Reps. Craig Riedel and John Baker's proposals would need a three-fifths majority to vote yes in each chamber for the proposals to pass. They would then be up for public vote during the Nov. 3, 2020, election and take immediate effect if passed. They include:
• House Joint Resolution 7 prohibits laws, rules or agreements that require employees of public sector employers to join or pay dues to an employee organization and prohibit those organizations from representing non-member public sector employees in employment-related matters;
• House Joint Resolution 8 is basically the same as Resolution 7, except it covers the private sector;
• House Joint Resolution 9 prohibits requiring public contractors to pay a prevailing wage;
• House Joint Resolution 10 bans state and local public authorities from requiring bidders, contractors or subcontractors to enter into or adhere to or enter into an agreement with a labor organization;
• House Joint Resolution 11 requires any public employee collective to annually recertify their collective bargaining representatives; and
• House Joint Resolution 12 prohibits union dues from being deducted from public employee pay.

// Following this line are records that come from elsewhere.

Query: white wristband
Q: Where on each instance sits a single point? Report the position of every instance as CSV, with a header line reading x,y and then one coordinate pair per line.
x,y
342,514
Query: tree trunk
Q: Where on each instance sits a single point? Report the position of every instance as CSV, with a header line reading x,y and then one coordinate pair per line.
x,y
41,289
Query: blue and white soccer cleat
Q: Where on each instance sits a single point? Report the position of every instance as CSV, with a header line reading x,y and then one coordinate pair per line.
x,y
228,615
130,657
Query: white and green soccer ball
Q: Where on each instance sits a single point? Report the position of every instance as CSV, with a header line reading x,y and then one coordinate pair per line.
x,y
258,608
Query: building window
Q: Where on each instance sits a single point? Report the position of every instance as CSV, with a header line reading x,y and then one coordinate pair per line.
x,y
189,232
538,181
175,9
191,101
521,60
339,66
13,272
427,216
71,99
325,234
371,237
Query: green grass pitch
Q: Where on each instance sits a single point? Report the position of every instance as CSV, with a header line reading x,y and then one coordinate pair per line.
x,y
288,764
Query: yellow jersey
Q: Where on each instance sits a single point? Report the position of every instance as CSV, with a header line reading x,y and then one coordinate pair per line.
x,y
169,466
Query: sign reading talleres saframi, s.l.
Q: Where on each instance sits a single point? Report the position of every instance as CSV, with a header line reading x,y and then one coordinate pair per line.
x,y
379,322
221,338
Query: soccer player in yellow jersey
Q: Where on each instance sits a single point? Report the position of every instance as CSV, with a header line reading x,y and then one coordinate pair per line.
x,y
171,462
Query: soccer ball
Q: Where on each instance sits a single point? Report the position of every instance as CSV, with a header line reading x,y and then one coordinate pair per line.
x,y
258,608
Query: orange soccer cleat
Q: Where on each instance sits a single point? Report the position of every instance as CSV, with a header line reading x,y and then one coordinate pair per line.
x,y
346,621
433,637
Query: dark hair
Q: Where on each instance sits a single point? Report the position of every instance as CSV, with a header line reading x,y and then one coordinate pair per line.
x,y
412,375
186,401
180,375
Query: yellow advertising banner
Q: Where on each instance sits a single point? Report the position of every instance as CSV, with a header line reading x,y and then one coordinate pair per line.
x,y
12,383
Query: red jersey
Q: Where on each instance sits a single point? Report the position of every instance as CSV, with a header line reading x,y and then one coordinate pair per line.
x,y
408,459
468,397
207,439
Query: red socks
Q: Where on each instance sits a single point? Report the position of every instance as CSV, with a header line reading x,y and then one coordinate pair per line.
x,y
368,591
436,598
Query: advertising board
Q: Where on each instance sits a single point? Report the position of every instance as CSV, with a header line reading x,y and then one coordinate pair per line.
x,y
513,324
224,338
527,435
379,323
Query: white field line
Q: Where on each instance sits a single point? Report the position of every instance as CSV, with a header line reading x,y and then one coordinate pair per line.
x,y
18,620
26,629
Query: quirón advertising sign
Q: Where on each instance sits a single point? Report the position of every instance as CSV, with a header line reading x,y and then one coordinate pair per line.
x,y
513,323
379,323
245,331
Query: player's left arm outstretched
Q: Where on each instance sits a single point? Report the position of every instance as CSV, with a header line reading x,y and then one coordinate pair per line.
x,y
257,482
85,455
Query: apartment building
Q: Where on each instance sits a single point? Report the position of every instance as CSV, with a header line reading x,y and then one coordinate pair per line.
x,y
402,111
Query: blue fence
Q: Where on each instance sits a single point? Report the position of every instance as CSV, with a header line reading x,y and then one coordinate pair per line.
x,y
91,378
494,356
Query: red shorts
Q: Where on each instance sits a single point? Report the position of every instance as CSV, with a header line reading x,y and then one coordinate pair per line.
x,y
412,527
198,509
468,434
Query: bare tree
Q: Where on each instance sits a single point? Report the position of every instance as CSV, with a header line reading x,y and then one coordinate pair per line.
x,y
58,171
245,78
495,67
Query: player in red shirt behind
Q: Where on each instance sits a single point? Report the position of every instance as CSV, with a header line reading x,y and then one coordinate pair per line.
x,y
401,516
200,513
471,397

The six resolutions, which were introduced on Dec. 21, have been referred to the Government Accountability and Oversight committee.
Among rubber manufacturing sites unionized by the United Steelworkers in Ohio include Goodyear's Local 2 in Akron; Bridgestone Americas' Local 7 in Akron; Cooper Tire's Local 207 in Findlay; and ContiTech's Locals 200 and 843 in St. Marys and Marysville, respectively.
The USW opposes the proposed amendments.
“Individual politicians who are elected to serve the public ought to understand that Ohio voters have overwhelmingly rejected and repudiated previous attempts to inhibit their right to organize and bargain collectively,” Dave McCall, USW District 1 director, said in an email.
“By now, the legislature should recognize that workers need better wages, safer working conditions, affordable health insurance and more secure pensions for a dignified retirement, and so-called ‘right-to-work' will result in the opposite.”